Space travel needs to be slowed down!

A study of worms on the International Space Station shows that the low gravity of space alters our genes, creating a potential impediment to future manned missions.

Researchers at the University of Teeter designed an experiment to study the effects of gravity on DNA by subjecting worms to experiments aboard the space station orbiting the Earth.

The team found that while most genes were only slightly affected, nervous system cells, or nerve cells as we know them, were particularly badly affected.

This is one of 30 papers published in the journal Cell Press that focuses on the effects of long-term space flight or low gravity on humans and other animals.

Meanwhile, NASA is ramping up preparations to put the first woman and a man on the moon in 2024 and on Mars in 2030 - a journey that will take eight months.

Knowing which genes are affected by space travel could help target treatments and reduce the dangers of space travel, said Tim Bridget, Ph.D., first author of the worm study.

Since the first astronauts arrived on the ISS in 2000, the station has conducted several investigations including worms, fruit flies, rats, and humans.

Of the 30 new papers published in the journal Cell, one saw worms sent to the ISS and another was placed on a centrifuge on Earth to study whether their genes changed in any way.

The team found that while most genes are only slightly affected by changes in gravity, nervous system cells, or neurons as we know them, are particularly affected.

According to the British research team, genetic changes may be the cause of many of the problems astronauts experience in space, such as vision and blood flow.

Reducing the effects of gravity on health could slow the decline of the body in space, a "critical step" in deep space exploration, and understanding the effects of low gravity on genes is an important first step in reducing those effects.

Dr.
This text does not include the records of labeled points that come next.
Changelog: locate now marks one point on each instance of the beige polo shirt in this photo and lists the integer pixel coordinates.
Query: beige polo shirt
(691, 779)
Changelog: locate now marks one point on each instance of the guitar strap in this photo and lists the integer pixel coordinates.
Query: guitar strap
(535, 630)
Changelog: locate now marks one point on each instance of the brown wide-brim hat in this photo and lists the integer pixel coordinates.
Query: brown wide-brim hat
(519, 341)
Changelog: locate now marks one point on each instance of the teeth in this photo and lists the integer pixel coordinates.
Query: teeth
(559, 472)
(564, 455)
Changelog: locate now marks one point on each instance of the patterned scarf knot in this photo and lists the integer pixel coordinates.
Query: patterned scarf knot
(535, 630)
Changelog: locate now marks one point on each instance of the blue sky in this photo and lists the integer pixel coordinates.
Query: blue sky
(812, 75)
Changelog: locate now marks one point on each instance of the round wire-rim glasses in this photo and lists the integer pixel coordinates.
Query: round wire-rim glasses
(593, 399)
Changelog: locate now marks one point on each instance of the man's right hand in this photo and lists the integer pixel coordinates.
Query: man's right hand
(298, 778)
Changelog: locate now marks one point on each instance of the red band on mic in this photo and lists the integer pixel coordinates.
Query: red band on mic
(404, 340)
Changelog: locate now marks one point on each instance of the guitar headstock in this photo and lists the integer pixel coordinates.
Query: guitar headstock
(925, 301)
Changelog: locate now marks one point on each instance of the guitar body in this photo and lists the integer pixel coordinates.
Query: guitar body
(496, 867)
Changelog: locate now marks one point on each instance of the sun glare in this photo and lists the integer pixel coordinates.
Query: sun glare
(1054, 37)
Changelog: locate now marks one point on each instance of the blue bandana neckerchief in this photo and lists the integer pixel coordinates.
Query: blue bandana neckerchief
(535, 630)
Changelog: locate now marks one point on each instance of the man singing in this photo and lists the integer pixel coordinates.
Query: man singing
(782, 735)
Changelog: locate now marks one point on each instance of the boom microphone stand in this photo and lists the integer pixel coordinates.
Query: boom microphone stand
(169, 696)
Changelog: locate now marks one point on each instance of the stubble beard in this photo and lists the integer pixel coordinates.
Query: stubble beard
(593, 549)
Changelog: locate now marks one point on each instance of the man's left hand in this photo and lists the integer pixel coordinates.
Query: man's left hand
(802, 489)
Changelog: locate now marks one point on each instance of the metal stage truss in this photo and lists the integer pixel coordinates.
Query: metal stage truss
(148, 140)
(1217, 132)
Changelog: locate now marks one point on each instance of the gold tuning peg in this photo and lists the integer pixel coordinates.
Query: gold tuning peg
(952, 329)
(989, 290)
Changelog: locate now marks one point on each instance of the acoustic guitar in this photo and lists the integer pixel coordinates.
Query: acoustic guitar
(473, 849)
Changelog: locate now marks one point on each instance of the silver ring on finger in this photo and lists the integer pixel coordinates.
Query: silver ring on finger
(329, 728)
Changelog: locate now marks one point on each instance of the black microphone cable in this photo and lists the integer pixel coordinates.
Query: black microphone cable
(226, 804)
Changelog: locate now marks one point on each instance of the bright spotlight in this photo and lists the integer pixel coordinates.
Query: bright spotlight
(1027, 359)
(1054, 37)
Ostrich said they looked at the levels of each gene in the worm genome and identified a clear pattern of changes caused by the lower gravity levels on the ISS.

These changes, he said, "may help explain why the human body reacts adversely to space flight." He added that this "provides us with some therapeutic targets to reduce the health effects of spaceflight."
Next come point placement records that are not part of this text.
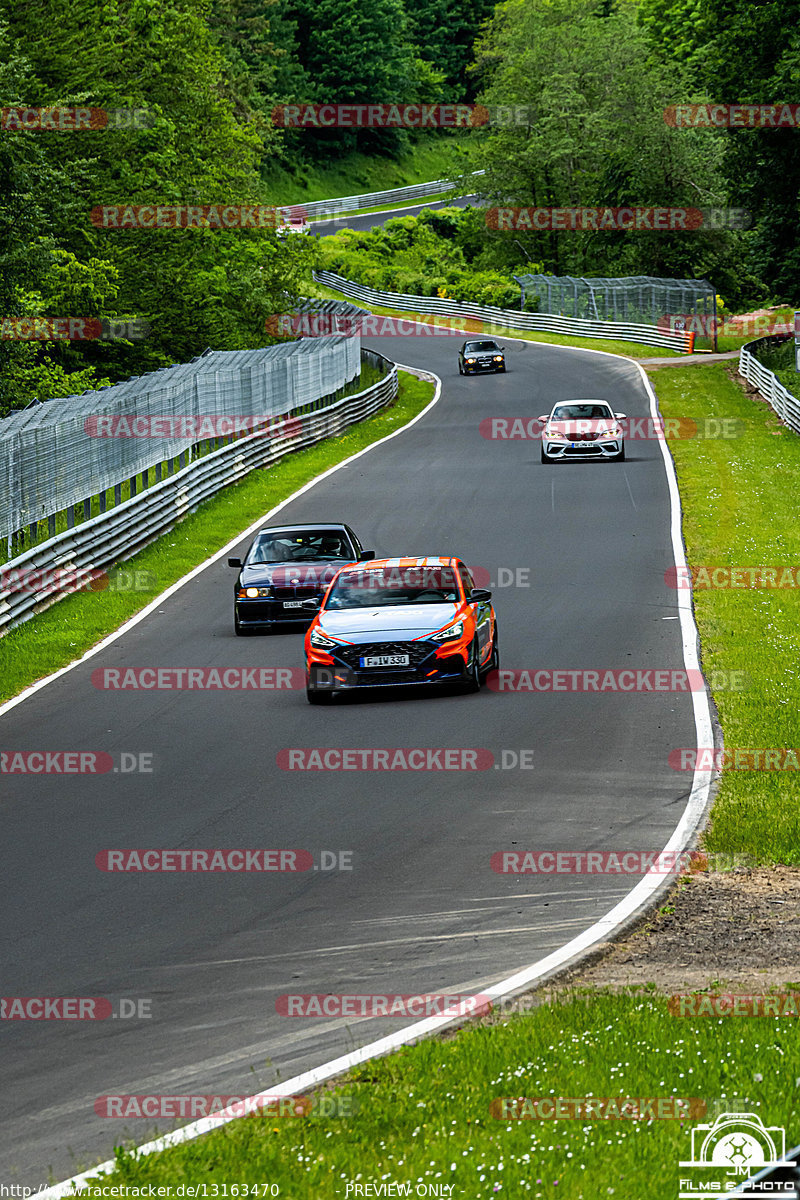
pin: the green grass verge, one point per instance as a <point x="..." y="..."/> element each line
<point x="64" y="633"/>
<point x="738" y="497"/>
<point x="431" y="156"/>
<point x="422" y="1116"/>
<point x="631" y="349"/>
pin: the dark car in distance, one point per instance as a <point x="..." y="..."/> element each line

The worms, called hydrophilic nematodes, were placed in a lower gravity environment than on Earth, where higher gravity is available through centrifuges.

The researchers then examined the genes before and after each experiment to better understand how gravity affects the genes and to look for possible treatments.
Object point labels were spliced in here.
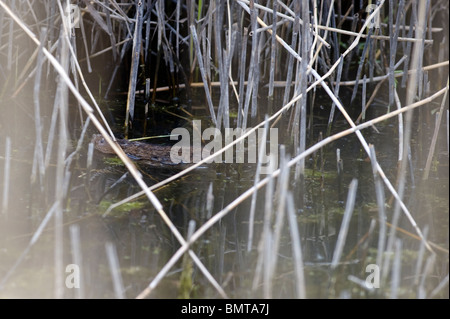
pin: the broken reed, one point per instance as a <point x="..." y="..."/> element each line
<point x="259" y="45"/>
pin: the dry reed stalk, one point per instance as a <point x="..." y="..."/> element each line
<point x="218" y="216"/>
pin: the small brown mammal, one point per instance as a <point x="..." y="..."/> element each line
<point x="150" y="154"/>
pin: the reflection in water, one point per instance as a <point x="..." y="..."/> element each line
<point x="144" y="243"/>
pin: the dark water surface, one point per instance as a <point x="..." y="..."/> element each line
<point x="144" y="243"/>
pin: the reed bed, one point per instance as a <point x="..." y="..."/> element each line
<point x="252" y="65"/>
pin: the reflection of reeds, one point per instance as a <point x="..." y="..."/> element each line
<point x="293" y="44"/>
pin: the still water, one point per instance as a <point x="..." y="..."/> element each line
<point x="144" y="243"/>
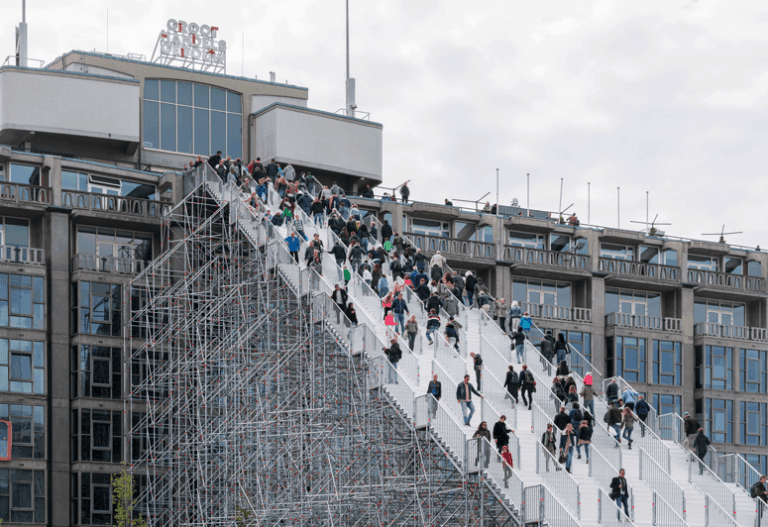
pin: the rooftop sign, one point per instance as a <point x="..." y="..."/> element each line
<point x="192" y="46"/>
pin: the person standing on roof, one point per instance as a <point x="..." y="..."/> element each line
<point x="405" y="192"/>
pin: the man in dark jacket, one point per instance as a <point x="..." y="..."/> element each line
<point x="464" y="397"/>
<point x="612" y="392"/>
<point x="501" y="433"/>
<point x="562" y="419"/>
<point x="620" y="491"/>
<point x="394" y="354"/>
<point x="642" y="409"/>
<point x="691" y="427"/>
<point x="386" y="231"/>
<point x="547" y="346"/>
<point x="436" y="389"/>
<point x="613" y="419"/>
<point x="701" y="445"/>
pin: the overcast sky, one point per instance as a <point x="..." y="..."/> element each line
<point x="662" y="96"/>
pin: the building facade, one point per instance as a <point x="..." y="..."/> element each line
<point x="683" y="321"/>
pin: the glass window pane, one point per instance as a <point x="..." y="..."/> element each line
<point x="185" y="129"/>
<point x="219" y="132"/>
<point x="151" y="125"/>
<point x="151" y="90"/>
<point x="218" y="99"/>
<point x="201" y="96"/>
<point x="234" y="136"/>
<point x="201" y="132"/>
<point x="168" y="91"/>
<point x="233" y="103"/>
<point x="185" y="93"/>
<point x="168" y="127"/>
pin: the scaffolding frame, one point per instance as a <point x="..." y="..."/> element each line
<point x="245" y="408"/>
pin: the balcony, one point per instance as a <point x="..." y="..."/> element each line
<point x="644" y="322"/>
<point x="551" y="259"/>
<point x="17" y="193"/>
<point x="136" y="207"/>
<point x="108" y="264"/>
<point x="453" y="246"/>
<point x="548" y="312"/>
<point x="712" y="329"/>
<point x="726" y="280"/>
<point x="28" y="255"/>
<point x="639" y="269"/>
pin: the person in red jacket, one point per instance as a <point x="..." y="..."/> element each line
<point x="506" y="456"/>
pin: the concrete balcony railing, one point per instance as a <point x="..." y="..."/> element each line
<point x="13" y="254"/>
<point x="548" y="312"/>
<point x="17" y="193"/>
<point x="646" y="322"/>
<point x="452" y="246"/>
<point x="711" y="329"/>
<point x="719" y="279"/>
<point x="142" y="208"/>
<point x="639" y="269"/>
<point x="524" y="255"/>
<point x="108" y="264"/>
About 1,000 worms underwent "subtle changes" in their genes in the low-gravity environment.

First author Craig Willis, a Ph. D. student, says overcoming any physiological condition first requires an understanding of the underlying molecular mechanisms. He said: We have identified genes in neuronal function and cellular metabolism that are affected by changes in gravity."

The researchers found that some genes are more strongly affected, particularly the cells of the nervous system, which transmit information between different parts of the brain and nervous system through chemical signals and electrical impulses.

Willis said: These worms show molecular features and physiological characteristics similar to those of humans." "Our findings should provide the basis for a better understanding of the decline in mammalian health caused by spaceflight, and ultimately human health."

Dr. Coolidge said:- "This study highlights the ongoing role of European and UK scientists in spaceflight life science research."

Another study, as part of this latest research, examined the effects of low gravity and spaceflight, as well as mitochondrial changes caused by spaceflight.

A multidisciplinary team at NASA's Ames Research Center (ARC) found common causes of bone and muscle loss, immune dysfunction, and heart and liver problems in astronauts through data collected from several different sources. They found that mitochondrial dysfunction was the cause of these problems.

Senior author Flashing Behest said, "We first wanted to know if there was some universal mechanism in the body in space that could explain our observations." "We repeatedly found that something was happening with mitochondrial regulation that was causing everything to be out of whack."

They found that problems in the liver, eyes, and other parts of the body were all linked to mitochondria-related pathways - so further research revealed a common link.

Behest says: "I was completely stunned to see that mitochondria are so important because they were not on our radar." The team hopes to now develop countermeasures, including drugs to reduce the risk of mitochondrial disease.

Another study, conducted by the Sanford Burn ham Pr by Institute for Medical Discovery, found that fruit flies that had lived on the ISS for half the time (i.e., a few weeks) "experienced dramatic structural and biochemical changes in their hearts."

The study, published in Cell Reports, suggests that astronauts who spend a long time in space - the time it takes to form colonies on the moon or travel to distant Mars - may suffer similar effects.

The study also reveals new insights that may one day help people on Earth who are on long-term bed rest or suffering from heart disease.

"For the first time, we can see the cellular and molecular changes that may contribute to heart conditions in astronaut studies." Karen Orr, an author of the study, said.

"We conducted this study to understand the effects of microgravity on the heart, and now we have a road map that we can use to develop strategies to keep astronauts' hearts strong and healthy."

The results of the study on worms were published in the journal I Science.